Akhirnya, latihan dilakukan seadanya. Bahkan Audy dan Rida hanya berlatih menggunakan gitar akustik di ruang serbaguna yang biasa digunakan anggota vocal group dan paduan suara. Bersama Vian pastinya, tetapi tanpa Danisa karena tidak ada perangkat drum. 
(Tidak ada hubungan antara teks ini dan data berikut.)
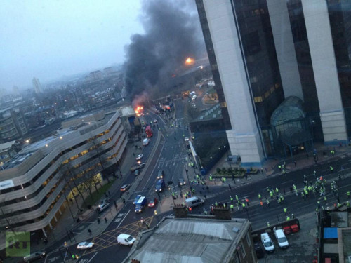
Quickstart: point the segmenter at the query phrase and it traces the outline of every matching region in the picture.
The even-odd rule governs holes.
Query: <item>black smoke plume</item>
[[[132,98],[170,78],[187,57],[205,56],[194,1],[143,0],[145,34],[126,47],[124,83]]]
Sunny came home….” Dan petikan gitar pun mengakhiri penampilan band kelas tiga di atas panggung.

“Yeeeeeaaaayyyy…!”

Sorak-sorai penonton terdengar riuh.

“Keren … keren!”

Tak lama, para personel band tersebut turun melalui tangga belakang panggung. Audy menatap mereka dengan tegang. Karena, artinya setelah ini adalah giliran band-nya.

“Selanjutnya … THE LEMONGRASS!”

Audy menghela napas. Sekarang adalah saatnya mereka mencoba tampil dengan peralatan band lengkap setelah terakhir mereka berlatih di studio sebelum Audy ujian IELTS. Audy sama sekali belum mencoba memainkan lagu tersebut dengan kunci “D” gantung di gitar listrik. Benarkah efeknya lebih terasa?
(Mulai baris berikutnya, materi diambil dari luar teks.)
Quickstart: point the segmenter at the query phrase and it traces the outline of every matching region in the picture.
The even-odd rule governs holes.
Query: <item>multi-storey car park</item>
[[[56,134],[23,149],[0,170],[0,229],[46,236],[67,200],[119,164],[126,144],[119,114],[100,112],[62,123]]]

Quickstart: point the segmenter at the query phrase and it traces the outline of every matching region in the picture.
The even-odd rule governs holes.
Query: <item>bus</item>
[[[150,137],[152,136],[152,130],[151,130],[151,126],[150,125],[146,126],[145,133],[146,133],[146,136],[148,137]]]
“Tenang aja. Pasti kita bisa, kok.” Rida berusaha menghibur teman-temannya.

Pembawa acara tanpa basa-basi langsung memanggil The Lemongrass yang langsung diikuti oleh munculnya Vian yang melompat ke atas panggung. Penonton pun semakin riuh.

“Halo! Salam putih abu-abu! SAYA GAYA JAYA!” Vian meneriakkan slogan sekolah mereka.

Penonton pun semakin histeris.

“Vian! Vian!”

Nama Vian tampaknya memang sudah jaminan mutu untuk musik. Semua mengakui talenta Vian. Suara Vian bahkan sudah menyihir para senior ketika audisi band tahun lalu. Di vocal group, Vian juga sering menjadi lead. Makanya, banyak yang menyayangkan bubarnya band Vian.